I have a problem with an active/active firewall cluster where the connection tracking state in the firewall does not seem be be being replicated.
It's active/active because I have two routers connected via different ISP's and a network range that is provided through BGP. How the data is routed back is determined by BGP. Therefore the routing is asymmetric. These two firewalls are networked together on the inside network and I have a virtual IP acting as a default route for windows servers.
When both firewall's are running and an inside server tries to connect, the reply comes back via the secondary firewall (the one which has no record of the connection state). Therefore the reply is dropped and not routed to the server that initiated the request.

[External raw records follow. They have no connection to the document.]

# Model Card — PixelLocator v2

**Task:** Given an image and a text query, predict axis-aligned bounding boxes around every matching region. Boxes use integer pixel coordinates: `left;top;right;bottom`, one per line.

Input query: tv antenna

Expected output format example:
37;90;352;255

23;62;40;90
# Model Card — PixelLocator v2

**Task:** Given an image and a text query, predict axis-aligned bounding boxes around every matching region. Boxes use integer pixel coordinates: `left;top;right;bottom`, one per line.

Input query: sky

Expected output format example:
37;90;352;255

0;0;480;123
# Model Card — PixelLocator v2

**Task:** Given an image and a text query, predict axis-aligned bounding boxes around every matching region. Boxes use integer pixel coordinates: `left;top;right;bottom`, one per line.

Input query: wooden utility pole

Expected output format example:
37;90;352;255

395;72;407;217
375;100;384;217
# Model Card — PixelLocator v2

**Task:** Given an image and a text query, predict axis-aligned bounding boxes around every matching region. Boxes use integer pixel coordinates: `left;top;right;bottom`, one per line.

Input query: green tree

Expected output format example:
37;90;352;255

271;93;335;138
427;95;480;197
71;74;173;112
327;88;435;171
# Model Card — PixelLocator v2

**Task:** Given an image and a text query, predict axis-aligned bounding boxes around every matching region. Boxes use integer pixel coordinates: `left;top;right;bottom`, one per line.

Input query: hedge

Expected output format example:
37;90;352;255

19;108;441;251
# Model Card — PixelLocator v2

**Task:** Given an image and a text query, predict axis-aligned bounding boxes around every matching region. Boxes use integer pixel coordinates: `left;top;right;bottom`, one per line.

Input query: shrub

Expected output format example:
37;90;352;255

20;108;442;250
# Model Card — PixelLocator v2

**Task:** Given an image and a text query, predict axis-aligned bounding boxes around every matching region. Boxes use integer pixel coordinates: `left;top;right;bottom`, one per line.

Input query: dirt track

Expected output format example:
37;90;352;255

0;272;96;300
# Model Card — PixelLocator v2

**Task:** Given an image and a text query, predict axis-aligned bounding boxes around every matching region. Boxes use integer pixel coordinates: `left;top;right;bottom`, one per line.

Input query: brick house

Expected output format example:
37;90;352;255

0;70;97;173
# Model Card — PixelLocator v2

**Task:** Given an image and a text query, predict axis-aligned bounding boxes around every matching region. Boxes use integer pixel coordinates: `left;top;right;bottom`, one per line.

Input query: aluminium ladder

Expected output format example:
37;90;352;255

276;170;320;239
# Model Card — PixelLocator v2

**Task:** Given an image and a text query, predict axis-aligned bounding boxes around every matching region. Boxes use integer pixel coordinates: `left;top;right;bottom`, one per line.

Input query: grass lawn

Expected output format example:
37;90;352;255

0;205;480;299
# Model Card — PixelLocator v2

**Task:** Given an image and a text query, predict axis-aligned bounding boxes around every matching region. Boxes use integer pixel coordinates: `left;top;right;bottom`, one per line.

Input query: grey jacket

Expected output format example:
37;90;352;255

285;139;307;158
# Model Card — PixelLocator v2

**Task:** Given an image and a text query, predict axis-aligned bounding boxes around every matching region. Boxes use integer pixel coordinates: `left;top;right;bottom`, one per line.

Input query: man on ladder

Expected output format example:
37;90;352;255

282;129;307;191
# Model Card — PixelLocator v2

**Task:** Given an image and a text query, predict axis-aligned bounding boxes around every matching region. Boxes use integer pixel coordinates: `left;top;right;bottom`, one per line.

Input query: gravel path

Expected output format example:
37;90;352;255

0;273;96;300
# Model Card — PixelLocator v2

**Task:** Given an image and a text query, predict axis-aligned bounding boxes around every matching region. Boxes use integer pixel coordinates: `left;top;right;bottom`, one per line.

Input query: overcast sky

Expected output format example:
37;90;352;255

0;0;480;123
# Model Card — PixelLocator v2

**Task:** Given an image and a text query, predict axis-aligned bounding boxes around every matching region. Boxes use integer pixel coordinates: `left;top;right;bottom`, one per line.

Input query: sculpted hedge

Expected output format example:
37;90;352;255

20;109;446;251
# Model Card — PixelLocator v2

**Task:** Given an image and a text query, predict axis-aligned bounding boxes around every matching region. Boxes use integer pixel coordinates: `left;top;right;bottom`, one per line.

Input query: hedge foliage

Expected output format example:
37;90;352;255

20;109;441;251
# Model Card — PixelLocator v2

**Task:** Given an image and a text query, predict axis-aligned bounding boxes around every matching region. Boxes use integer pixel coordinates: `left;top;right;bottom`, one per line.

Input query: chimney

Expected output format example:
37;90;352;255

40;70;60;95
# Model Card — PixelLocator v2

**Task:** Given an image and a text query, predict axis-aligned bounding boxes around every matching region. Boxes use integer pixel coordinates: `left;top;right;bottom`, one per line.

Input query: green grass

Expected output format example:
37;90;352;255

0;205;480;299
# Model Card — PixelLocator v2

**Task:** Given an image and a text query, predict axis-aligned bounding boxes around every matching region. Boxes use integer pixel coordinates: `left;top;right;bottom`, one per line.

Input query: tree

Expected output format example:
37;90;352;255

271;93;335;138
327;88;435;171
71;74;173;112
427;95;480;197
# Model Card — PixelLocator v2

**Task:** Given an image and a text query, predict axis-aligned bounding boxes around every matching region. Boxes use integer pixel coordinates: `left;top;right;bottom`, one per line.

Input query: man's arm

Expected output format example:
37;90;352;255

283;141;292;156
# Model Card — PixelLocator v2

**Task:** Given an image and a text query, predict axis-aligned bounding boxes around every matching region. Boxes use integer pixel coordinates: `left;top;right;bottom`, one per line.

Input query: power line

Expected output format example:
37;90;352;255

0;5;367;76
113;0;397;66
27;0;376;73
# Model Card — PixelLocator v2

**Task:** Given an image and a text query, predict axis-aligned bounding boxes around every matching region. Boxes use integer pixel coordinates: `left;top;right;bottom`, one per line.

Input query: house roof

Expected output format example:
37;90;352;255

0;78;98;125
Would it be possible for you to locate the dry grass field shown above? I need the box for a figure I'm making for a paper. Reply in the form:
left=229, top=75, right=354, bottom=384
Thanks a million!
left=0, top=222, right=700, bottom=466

I thought conntrackd would fix this but I can't seem to get it to work. Perhaps I misunderstand how it works. Can I get conntrackd to replicate iptables state at all? Does it actually work in active/active mode? Is state replicated in real time?
Here are what my conntrackd.conf file contains.
Sync {
Mode ALARM {
RefreshTime 15
CacheTimeout 180
}
Multicast {
IPv4_Address 225.0.0.50
Group 3780
IPv4_Interface 10.0.0.100
Interface eth2
SndSocketBuffer 1249280
RcvSocketBuffer 1249280
Checksum on
}
}
General {
Nice -20
HashSize 32768
HashLimit 131072
LogFile on
Syslog on
LockFile /var/lock/conntrack.lock
UNIX {
Path /var/run/conntrackd.ctl
Backlog 20
}
NetlinkBufferSize 2097152
NetlinkBufferSizeMaxGrowth 8388608
Filter From Userspace {
Protocol Accept {
TCP
}
Address Ignore {
IPv4_address 127.0.0.1 # loopback
IPv4_address 10.0.0.100 # dedicated link0
IPv4_address 10.0.0.101 # dedicated link1
IPv4_address x.x.x.130 # Internal ip
}
}
}
The other conntrackd is the same apart from the IPv4_interface in the multicast section which has 10.0.0.101. And the internal IP in the filter section ends in 131
I have set firewall rules to accept input to 225.0.0.50/32 & output to 225.0.0.50/32.
I've set mode to ALARM here but first tried FTFW. Neither seems to work.
My kernel version is: 3.11.0.
Sorry, my cut and paste isn't working from the Virtual box window. However, let me just say that when I run: sudo conntrackd -i it lists as output an ESTABLISHED tcp connection which is one that I created with ssh going in.
However, on the other router the same command produces no output. Which I think should mean that the state didn't get transferred across onto the other router.
Any ideas?
Update: I ran tcpdump -i eth2 on each machine and I can see UDP packets arriving locally from the other router that were destined for the multicast address 225.0.0.50 port 3780 with a length of 68 bytes.
If I initiate an ssh connection I see immediate activity on tcpdump, and disconnecting does the same. Otherwise regular heartbeats of that message come through. So it's clear that the routers are sending the packets, but is conntrackd ignoring them? Is there some hidden debug I can turn on?
Update2: Ok, after days of googling and looking at source code I have discovered that conntrackd is replicating the state but it ends up in an external cache. To commit the rules you need to run conntrackd -c. Clearly conntrackd is designed to be used in an active/backup mode.
It seems a new option was introduced at some point called CacheWriteThrough. But was then removed. Can conntrack do active/active or not? I can't seem to find an answer to that.